A member sat in a folding chair at the center of a hand-picked semicircle, candles lit by Pam to create a "cozy" atmosphere, and submitted to hours of loving dissection. For Joy's first basement meeting, Les instructed her beforehand to bring her private journal. She read aloud from it so the group could diagnose the self-focus in her entries. Three hours of childhood wounds, tied to current behaviors, delivered in kind tones by people who told her they loved her. When she cried and said she felt like she could never keep up, Pam stroked her knee and said, "Sweetheart, that's exactly the point. We can never live up to all the things God would require in His perfection."
And then Jasmine, the Stanford-caliber philosophy student who'd put her education on hold at Les's urging, began to say: "That's why we need Jes..."
Les cut her off before His holy name left her mouth.
"That's why we need each other," he said. "We're on this ship together. We're not gonna let you fall away."
That was his whole operation in a single interrupted sentence. The mediator between God and man, replaced by the group. The group, managed by its Papa. Joy had, without noticing the moment it happened, changed Les's name in her phone to "Papa" and joined a bastardized facsimile of Christianity.
Joy left that basement meeting grateful. That detail should alarm you more than a raised voice ever could, because the gratitude was the point. The meetings trained members to experience violation as investment. She sat up afterward on a beanbag chair writing furiously in her journal so she wouldn't forget "the truth" about herself. The truth she needed to document was the truth Les had just dictated to her.
Why She Stayed (And How She Got Out)
By the time Joy could see any of this clearly, she had given up Broadway, married Les's son at Les's direction (without being physically attracted to him or even liking his personality), moved her finances into a company Les controlled, refinanced her house for a restaurant Les wanted, cut off her parents, alienated her coworkers, and borne a child into the group.
The cost of admitting she'd been wrong was now the cost of admitting that every major decision of her adult life had been made under the influence of a con artist. That's a price almost nobody can pay while they're still inside. She stayed because the alternative, facing the full scope of the damage, was more terrifying than enduring more of it.

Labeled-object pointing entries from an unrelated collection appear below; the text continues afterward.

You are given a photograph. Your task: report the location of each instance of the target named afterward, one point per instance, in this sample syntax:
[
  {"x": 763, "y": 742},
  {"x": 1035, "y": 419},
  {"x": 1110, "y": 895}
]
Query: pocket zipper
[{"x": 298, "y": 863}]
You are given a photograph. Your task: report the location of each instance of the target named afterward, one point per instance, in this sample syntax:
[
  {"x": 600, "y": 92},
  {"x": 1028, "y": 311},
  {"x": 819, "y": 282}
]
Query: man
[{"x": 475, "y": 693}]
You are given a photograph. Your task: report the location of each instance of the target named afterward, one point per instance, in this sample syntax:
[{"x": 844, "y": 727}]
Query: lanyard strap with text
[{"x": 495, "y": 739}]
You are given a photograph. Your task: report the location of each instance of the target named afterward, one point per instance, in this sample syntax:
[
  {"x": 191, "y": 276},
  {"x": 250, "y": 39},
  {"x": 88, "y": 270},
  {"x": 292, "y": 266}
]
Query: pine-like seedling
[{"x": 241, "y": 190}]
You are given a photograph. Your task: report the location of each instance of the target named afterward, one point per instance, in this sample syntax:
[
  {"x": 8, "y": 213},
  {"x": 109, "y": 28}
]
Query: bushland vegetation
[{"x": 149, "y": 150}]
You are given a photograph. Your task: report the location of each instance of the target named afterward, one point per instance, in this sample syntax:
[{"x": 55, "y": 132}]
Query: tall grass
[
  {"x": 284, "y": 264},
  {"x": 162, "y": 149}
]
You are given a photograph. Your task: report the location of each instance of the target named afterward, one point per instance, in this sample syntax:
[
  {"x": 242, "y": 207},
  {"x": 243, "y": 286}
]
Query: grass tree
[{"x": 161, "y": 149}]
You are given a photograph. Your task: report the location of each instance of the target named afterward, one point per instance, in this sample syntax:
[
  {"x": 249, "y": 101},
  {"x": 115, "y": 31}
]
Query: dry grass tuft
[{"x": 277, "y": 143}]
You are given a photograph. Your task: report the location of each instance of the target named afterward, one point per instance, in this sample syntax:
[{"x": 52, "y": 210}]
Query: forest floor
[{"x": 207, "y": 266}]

It's worth noticing who escaped first and how. Harker, the man who'd first heard Les's sermon tape and inadvertently let the parasite in, got out by reading church history. The early councils, the schism of 1054, apostolic succession, the boring institutional scaffolding that experience-driven evangelicalism dismisses as dead religion.
He and Mina left for Orthodoxy with a letter asking only that the Family investigate before judging. The route out was doctrine: the one thing Les's theology of feelings had no defense against. If you actually know what Christianity has taught for two thousand years, Les's innovations are obvious counterfeits. Harker's exit proved that the best protection against a fake gospel is familiarity with the real one.
Joy's own exit was slower and uglier. It ran through a bank balance that showed $220,000 where $2.4 million should have been. She had a moment that every Buddy-Christ Christian has where she screamed obscenities at God and cursed the genie who never paid out. Because, if God, why bad things happen?
It's not fully clear if Joy moved away from the childish, wish-giving version of the Lord of Hosts, or if she just looks at her beautiful daughter and labels her as the good God gave her to get her through her trials. I'm genuinely not sure.
Every church that preaches God as the guarantor of your breakthrough is running the same con Les was. The pastor may be sincere, interpreting the scripture as obedience buying outcomes and feeling empowered to broker that exchange for his flock. But he's wrong.
Two thousand years ago, the offer on the table was a cross now and a crown later. You, humble man or woman, don't necessarily deserve the cross you have to bear. And none of us deserve the crown gifted to us by a God beyond our understanding.
Anyone telling you otherwise is selling something.